On Thu, 29 Apr 2021, Riccardo (Jack) Lucchetti wrote:
Folks,
from time to time I need to check if a certain object belongs or not to a set
of integers. For example, suppose you have a panel and you want to select
only certain units, whose id you list in a vector.
This can of course be generalised, so I wrote a little hansl function (I
called it any() because of my lack of imagination: alternative proposals are
very welcome):
<hansl>
set verbose off
set seed 999
function numeric any(numeric X, const matrix A)
# checks if X belongs to the set A
if typeof(X) == 1
# scalar
scalar ret = max(A .= X)
elif typeof(X) == 2
# series
series valid = ok(X)
series ret = NA
smpl valid --dummy
matrix tmp = { X } .= vec(A)'
ret = sumr(tmp) .> 0
smpl full
elif typeof(X) == 3
# matrix
scalar r = rows(X)
scalar c = cols(X)
matrix ret = maxr(vec(X) .= vec(A)')
ret = mshape(ret, r, c)
endif
return ret
end function
###
### usage example
###
nulldata 20
# scalar
foo = {1, 3, 11}
loop i = 1 .. 6
eval any(i, foo)
endloop
# matrix
matrix Z = mrandgen(i, 1, 6, 6, 3)
print Z
eval any(Z, foo)
# series
series x = randgen(i, 1, 6)
x[5] = NA
series y = any(x, foo)
print x y --byobs
</hansl>
If this is useful, we could either (a) add this to the extra package or (b)
make this a native libgretl function. Comments?

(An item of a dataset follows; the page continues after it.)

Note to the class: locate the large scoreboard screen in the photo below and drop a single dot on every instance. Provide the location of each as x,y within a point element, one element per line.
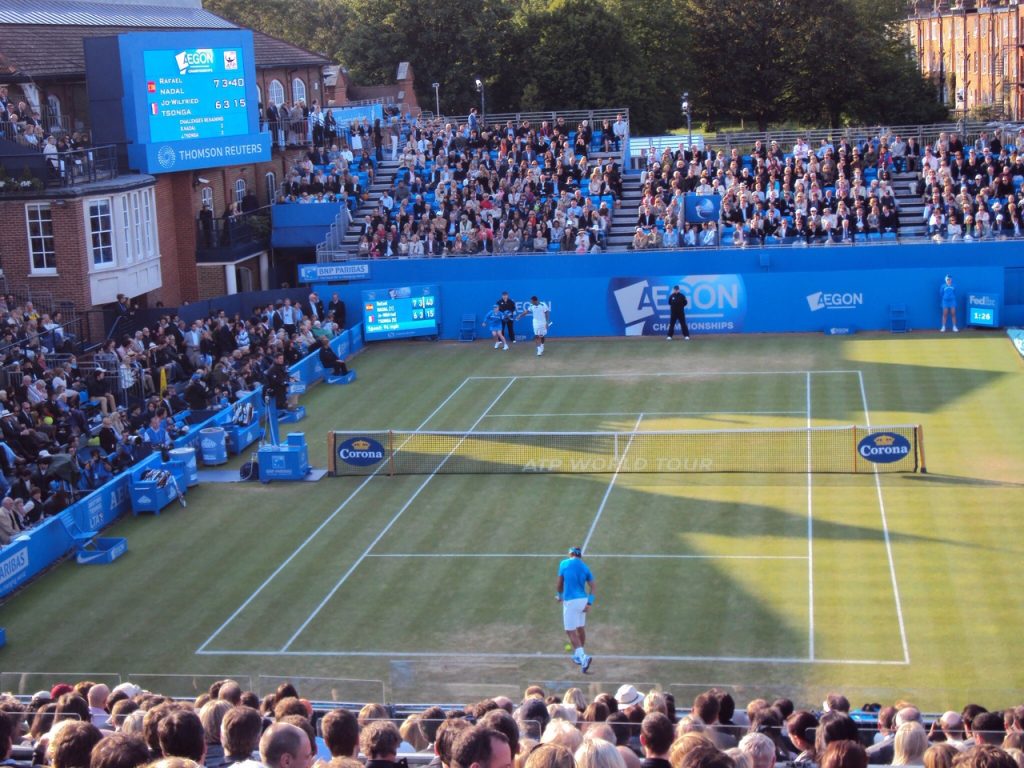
<point>196,93</point>
<point>400,312</point>
<point>177,100</point>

Good idea; I think this could be useful in a number of contexts.
I'm reluctant to mess with git master when we're about to release,
but in a local branch I've tried adding a libgretl function to this
effect (diff against master attached).
Two small comments:
(1) I've named my built-in function inset() rather than any().
(2) I've switched the order of the arguments: it seems to me a
little more intuitive to call
inset(S, whatever)
where S is the "set" and "whatever" is the object to be assessed in
term of membership of the set (scalar, series or matrix).
One further point: hansl has no concept of "set" as such; the doc
for such a function would have to make clear that the "S" argument
is a matrix standing in for a set (with numeric elements only).
Ideally, therefore, S would be a vector with no repeated elements.
But my inset(), like your any(), is permissive on that point. An
arbitrary matrix will be accepted: the row/column structure is
ignored and repeated elements are tolerated but will just slow
things down.
Allin